As a writer, you spend years perfecting your craft and working on your book. You agonize over your synopsis. So it only makes sense to polish the one page of writing that makes your first impression with a publisher: your cover letter.
1. If your submission is an email, you don’t need to include the double postal addresses in the heading like a print-era business letter, but if you do, be sure to change the addressee to the actual address of the publisher to whom you are writing. I once received a cover letter addressed to “We Reject You (unprintable) Agency” which ended with British postal code FUU.
2. Address the acquisitions editor by name if possible. Most company websites have staff lists, or the name may be in the submissions guidelines. The standard business form is Dear Mr. Smith or Dear Ms. Jones followed by a colon.

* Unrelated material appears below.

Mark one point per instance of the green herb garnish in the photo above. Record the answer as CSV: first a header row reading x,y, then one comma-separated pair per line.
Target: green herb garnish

If you can’t find the name, use Dear Editor, Dear Sir or Madame, or Dear Sirs and Mesdames. Please do not use just Dear Sirs. It is 2012; it’s unreasonable to assume that all presses in the world are staffed entirely by males.
3. Proofread your cover letter. If English is not your native language, have your letter proofed by a native speaker.
4. When describing your book, be factual. This is not the time to use review language like “tour de force.” Keep the genre description down to one or two nouns with the minimum modifiers that do the job, and use standard publishing terms like “Romance,” “Steampunk Romance,” “Steampunk Romantic Comedy,” etc. Tell me how long your book is in words, not k. Show me your professionalism. You can show me your creativity in the book itself.
5. Tell me your marketing plan, such as going to booksignings or doing guest blog posts, but do not include a plan to sell to your relatives or your 200 facebook friends; the kind of publisher that pays you instead of getting paid by you would consider a book that sells 200 copies to be a dismal failure. Only use numbers in your plan if they sound like “I will market to my 300,000 magazine subscribers” or “I will market on my radio program syndicated in 17 major US cities.” If the numbers won’t make me smell cash, leave them out. Remember, publishing is a business, and the goal of any business is to sell units.
I’ll leave you with one final piece of advice before the comments section opens: if I tell you what’s wrong with your book, that’s an invitation to fix it and send it back to me. A workshop or writers’ critique group is a great way to get your book purring.
So, what cover letter tips do you have for your fellow writers?